The 7.0-magnitude earthquake that hit Haiti on Jan. 12, 2010, caused an estimated 300,000 deaths and collapsed more than 300,000 homes and 30,000 businesses. A year later, many of the damaged areas remain covered with a vast amount of debris, estimated to be about 20 million cubic yards.
Born in Haiti, DesRoches traveled to Port-au-Prince eight times last year to collect samples of typical concrete rubble and available sand types that could be used in concrete preparation. He and his colleagues at Georgia Tech made concrete samples from the collected materials.

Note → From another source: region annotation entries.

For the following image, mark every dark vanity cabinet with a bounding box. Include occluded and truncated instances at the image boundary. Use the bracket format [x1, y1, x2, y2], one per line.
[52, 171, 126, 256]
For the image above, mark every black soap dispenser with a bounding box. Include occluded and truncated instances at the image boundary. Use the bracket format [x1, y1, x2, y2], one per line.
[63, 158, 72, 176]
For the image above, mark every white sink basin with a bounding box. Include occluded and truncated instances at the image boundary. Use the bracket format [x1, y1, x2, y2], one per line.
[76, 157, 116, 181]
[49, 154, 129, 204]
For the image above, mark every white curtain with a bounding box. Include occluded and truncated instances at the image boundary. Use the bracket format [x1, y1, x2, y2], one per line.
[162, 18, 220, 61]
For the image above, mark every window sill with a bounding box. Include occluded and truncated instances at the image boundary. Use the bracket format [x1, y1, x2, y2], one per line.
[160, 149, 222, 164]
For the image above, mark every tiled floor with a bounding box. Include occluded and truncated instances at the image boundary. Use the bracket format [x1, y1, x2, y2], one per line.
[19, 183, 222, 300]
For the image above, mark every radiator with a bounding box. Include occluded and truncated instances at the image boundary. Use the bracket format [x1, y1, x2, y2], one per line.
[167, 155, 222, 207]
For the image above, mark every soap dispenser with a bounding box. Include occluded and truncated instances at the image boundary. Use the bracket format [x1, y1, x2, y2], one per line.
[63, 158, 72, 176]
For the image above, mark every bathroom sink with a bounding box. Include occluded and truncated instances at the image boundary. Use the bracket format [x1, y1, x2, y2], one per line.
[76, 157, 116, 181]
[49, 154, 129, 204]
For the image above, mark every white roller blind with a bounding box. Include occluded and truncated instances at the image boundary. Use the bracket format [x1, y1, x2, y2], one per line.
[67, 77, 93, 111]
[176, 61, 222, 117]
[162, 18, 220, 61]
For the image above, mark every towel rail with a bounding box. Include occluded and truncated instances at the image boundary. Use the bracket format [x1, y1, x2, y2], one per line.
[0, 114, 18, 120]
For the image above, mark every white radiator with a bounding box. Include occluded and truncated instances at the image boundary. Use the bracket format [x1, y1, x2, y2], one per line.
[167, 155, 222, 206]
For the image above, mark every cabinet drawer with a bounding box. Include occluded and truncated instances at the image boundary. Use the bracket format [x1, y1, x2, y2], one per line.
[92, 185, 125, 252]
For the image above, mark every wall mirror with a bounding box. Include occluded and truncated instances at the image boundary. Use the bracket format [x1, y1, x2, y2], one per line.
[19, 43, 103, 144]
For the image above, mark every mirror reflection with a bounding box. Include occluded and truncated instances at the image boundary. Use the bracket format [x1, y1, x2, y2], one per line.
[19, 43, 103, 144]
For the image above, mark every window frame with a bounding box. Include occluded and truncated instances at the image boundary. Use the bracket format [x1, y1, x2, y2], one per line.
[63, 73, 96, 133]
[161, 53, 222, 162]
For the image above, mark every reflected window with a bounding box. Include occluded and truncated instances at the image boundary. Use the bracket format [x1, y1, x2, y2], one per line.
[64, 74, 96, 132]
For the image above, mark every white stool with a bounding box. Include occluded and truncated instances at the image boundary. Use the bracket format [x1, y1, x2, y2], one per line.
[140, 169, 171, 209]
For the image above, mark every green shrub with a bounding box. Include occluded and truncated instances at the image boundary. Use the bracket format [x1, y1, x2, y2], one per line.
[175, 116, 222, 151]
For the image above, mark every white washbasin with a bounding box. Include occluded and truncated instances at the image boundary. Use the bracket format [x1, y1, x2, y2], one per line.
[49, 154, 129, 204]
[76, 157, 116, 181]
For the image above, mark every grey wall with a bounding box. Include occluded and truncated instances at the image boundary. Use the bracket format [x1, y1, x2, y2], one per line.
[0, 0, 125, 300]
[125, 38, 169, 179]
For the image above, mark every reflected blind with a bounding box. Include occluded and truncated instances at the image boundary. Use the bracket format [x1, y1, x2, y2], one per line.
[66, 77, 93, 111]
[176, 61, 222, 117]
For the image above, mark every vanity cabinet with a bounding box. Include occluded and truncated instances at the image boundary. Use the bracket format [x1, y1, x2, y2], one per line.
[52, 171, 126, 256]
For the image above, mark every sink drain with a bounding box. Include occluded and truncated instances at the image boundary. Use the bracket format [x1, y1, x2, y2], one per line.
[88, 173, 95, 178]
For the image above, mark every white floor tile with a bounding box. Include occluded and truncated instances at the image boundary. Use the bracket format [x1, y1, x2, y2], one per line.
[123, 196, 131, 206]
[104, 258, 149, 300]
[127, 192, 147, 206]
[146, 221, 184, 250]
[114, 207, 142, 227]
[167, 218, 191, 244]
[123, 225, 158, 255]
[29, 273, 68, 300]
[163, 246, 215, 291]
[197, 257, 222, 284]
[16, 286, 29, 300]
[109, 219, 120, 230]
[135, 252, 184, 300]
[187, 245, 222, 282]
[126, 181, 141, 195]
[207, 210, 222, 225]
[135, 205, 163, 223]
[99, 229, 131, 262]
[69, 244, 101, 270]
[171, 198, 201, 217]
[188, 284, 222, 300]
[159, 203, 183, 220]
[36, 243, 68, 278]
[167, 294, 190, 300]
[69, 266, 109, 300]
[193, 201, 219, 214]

“Based upon these results, we now believe that Haitian concrete debris, even of inferior quality, can be effectively used as recycled coarse aggregate in new construction,” said Kurtis, Georgia Tech professor of civil and environmental engineering. “It can work effectively, even if mixed by hand. One key is having a consistent mix of materials that can be easily measured.”
DesRoches said recycling the debris eliminates two hurdles to reconstruction – limited landfill space for storing the debris and fiscal challenges of importing new building materials.
The Tech research team plans to share their research with Haitian government officials and non-governmental organizations working on reconstruction projects.